I have to believe that left to his own devices Johnnie would have been more effective with Edwards. He could have taken the tack, “Did you ever have the occasion to go out to Rockingham again, Officer Edwards?”…“No, I did not, sir.” That would have suggested to the jury that his client was reformed and repentent. I suspected that he did not do this because his client was pressuring him to take Edwards down. Still galled by the New Year’s Eve incident, Simpson was looking for any opportunity to rewrite history. (This perverse impulse, in fact, persisted into the civil trial, when, in the face of a mountain of evidence to the contrary, he continued to insist that he’d never struck Nicole. Never!) Unfortunately for Simpson, kicking Officer Edwards around was not his ticket to rehabilitation. It only served to repeat the facts of a crime to which he ultimately had pled “no contest.”
“Amateurish,” I scribbled on a Post-it to Chris. He rolled his eyes in agreement.
I wondered if the jury was taking all this in.
The 911 dispatchers and Detective Edwards had laid a credible foundation for our next witness, Ron Shipp. Chris and I were pinning a lot of our hopes on Ron. Of all of our domestic violence witnesses, he was potentially the most damaging to the defendant.
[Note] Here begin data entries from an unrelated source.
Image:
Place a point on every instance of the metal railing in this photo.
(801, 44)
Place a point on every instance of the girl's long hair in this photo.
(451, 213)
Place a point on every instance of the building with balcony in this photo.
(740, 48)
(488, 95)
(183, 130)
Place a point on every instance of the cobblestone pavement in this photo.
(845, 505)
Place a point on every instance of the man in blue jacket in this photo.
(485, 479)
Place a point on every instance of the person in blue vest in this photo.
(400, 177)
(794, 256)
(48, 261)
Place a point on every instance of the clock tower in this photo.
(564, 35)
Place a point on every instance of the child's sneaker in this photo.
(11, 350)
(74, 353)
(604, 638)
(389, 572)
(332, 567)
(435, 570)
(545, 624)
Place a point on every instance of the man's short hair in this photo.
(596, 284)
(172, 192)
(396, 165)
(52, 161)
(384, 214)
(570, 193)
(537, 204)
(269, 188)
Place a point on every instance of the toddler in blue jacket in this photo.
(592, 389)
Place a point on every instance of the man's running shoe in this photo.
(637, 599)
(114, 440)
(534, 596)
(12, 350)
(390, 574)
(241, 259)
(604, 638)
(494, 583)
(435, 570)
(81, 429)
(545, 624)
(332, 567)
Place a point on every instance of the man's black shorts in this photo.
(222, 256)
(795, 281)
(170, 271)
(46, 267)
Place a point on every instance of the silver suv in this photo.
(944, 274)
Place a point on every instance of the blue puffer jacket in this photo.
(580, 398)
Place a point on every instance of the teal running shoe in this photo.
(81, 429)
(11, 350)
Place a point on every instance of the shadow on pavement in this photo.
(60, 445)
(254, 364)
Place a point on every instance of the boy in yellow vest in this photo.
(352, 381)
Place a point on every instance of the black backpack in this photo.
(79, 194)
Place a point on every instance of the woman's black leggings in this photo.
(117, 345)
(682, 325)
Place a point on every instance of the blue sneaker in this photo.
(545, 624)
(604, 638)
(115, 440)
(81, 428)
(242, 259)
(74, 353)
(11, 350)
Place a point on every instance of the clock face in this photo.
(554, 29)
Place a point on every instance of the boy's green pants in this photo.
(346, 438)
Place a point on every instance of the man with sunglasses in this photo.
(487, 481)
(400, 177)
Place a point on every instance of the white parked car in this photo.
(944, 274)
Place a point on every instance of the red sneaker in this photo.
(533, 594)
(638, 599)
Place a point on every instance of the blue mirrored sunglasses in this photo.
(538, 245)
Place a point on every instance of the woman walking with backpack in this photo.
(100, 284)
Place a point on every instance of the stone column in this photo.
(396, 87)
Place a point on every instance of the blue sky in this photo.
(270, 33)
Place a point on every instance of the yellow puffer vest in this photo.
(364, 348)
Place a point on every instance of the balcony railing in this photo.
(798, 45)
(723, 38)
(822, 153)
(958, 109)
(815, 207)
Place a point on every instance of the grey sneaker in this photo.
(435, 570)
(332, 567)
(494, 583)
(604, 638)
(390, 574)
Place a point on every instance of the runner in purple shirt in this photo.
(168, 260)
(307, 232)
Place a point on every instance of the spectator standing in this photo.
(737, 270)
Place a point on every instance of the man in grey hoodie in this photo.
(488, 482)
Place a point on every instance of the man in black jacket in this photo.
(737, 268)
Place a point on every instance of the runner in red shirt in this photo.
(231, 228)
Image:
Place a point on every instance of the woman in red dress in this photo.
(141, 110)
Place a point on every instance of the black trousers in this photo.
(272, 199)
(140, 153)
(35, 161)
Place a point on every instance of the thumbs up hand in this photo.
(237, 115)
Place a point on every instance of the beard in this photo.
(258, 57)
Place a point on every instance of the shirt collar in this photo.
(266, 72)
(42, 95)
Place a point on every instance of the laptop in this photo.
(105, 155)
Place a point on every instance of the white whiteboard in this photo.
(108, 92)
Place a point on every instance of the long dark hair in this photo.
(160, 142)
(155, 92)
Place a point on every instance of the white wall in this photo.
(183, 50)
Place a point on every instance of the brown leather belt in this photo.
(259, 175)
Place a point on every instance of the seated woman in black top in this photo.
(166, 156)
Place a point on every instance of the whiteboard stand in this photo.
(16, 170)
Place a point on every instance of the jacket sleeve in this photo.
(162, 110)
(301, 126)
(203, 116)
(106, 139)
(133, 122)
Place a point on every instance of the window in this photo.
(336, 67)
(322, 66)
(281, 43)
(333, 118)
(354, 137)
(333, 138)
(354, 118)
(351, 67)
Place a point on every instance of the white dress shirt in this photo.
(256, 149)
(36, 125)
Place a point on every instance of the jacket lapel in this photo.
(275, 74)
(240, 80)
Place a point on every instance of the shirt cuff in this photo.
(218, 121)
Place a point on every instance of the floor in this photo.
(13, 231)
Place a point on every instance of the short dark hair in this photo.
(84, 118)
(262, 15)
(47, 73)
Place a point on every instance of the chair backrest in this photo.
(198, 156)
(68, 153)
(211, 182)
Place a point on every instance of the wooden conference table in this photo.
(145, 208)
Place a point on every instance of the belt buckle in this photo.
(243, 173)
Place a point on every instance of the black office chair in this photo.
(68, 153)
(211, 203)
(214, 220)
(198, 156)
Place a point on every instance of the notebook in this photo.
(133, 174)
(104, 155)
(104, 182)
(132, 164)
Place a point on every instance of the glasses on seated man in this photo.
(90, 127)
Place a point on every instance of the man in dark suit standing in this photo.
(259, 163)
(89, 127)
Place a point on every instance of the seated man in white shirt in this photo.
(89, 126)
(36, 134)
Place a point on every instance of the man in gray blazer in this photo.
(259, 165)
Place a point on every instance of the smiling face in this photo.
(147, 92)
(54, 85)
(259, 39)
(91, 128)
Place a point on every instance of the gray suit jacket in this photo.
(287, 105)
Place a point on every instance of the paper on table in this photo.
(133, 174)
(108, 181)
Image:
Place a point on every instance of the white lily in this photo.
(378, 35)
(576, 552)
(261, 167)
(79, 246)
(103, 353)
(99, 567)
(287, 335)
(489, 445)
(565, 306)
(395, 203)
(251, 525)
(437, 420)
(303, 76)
His testimony was also the hardest won.
Back in July, the cops passed me a tip about Ron. A former LAPD officer, he’d suffered from a drinking problem and left the force about five years earlier. Since then, he’d apparently tried his hand at acting, without much success. The really interesting thing about him was that he’d been a longtime friend of O. J. Simpson’s. He’d even worked security details for O. J.-and, in fact, had had some contact with him after the murders. The cops suspected that Shipp knew “something very important.” I sent out the word that I wanted to speak with him.
Shipp showed up at the CCB on Thursday, July 28, in the company of his attorney, Bob McNeil-as it happened, a law school buddy of mine. Shipp was a compact black man, a few years younger than O. J. Simpson. His honest, open face, strewn generously with freckles, radiated decency.
I motioned them to an office down the hall from mine. Phil Vannatter joined us. He and Ron went back a long way on the force; I let him do the questioning.
“You know why we’re here, Ron,” Phil said. “We’re here to talk about O. J. Simpson and Nicole… And what I would like you to do… is just tell me what you know about their relationship. What was going on between them.”
Ron hesitated.
“I met Nicole before they were married and were living together… fifteen years [ago]… As far as I was concerned… they had a great marriage. A great relationship.”